Predictions around inflation, which is currently at a record high of more than 11 per cent, provided some positive news. The OBR believes the rate will “drop sharply over the course of next year and is dragged below zero in the middle of the decade by falling energy and food prices”.

They said the resulting recovery in real-terms incomes for people, and therefore on consumption and investment, “sees GDP return to growth in 2024 and output recover its pre-pandemic level in the fourth quarter of that year”.

However, the OBR warned the “medium-term fiscal outlook has materially worsened since our March forecast due to a weaker economy, higher interest rates, and higher inflation”.
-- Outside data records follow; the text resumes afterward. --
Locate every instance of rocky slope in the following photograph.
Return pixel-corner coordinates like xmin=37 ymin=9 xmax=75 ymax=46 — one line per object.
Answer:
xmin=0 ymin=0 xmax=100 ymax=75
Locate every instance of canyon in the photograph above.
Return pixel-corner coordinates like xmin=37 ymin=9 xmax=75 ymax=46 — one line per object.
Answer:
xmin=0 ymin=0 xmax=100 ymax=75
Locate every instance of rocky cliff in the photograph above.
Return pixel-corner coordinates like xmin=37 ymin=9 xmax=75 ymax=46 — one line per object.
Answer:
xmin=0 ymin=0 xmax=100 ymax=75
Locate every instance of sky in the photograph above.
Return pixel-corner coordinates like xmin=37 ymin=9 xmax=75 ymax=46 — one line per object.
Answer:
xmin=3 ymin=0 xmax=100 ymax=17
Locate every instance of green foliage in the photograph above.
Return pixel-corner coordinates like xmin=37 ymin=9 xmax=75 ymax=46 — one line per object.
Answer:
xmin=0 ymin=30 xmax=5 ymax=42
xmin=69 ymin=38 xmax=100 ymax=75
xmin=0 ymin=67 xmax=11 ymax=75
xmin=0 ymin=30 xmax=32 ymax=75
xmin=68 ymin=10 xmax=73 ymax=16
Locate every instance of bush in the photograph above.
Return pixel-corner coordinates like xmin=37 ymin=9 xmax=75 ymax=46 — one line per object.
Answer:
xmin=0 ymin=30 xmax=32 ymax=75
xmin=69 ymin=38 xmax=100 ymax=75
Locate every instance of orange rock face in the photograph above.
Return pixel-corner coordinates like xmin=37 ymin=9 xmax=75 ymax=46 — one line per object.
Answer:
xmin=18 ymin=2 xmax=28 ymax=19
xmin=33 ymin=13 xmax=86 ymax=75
This has had a negative effect on government borrowing, with “higher debt interest costs from higher interest rates, with the energy-shock-driven loss of receipts, and the inflation-driven rise in welfare spending the other major factors”.

The net effect of these measures is that the OBR has increased the expected amount of borrowing relative to its forecast earlier this year by £64.2bn in 2022-23 and £39.8bn in 2023-24.

They add that the government’s policy decisions then reduce borrowing from 2024-25 onwards, but overall they report that the deficit rises from £133.3bn last year to £177.0bn this year.

This will push underlying debt “up sharply from 84.3 per cent of GDP last year to a 63-year high of 97.6 per cent in 2025-26”.

The government’s two legislated fiscal targets to balance the current budget and get underlying debt falling in 2025-26 are on course to be missed by £8.7bn and £11.4bn respectively, they add.

Paul Johnson, a leading economist from the Institute for Fiscal Studies, said the OBR's predictions were “simply staggering numbers”.

“Real Household Disposable Income per person to fall more than seven per cent over the next two years. Biggest fall on record. Taking incomes down to 2013 levels,” he added.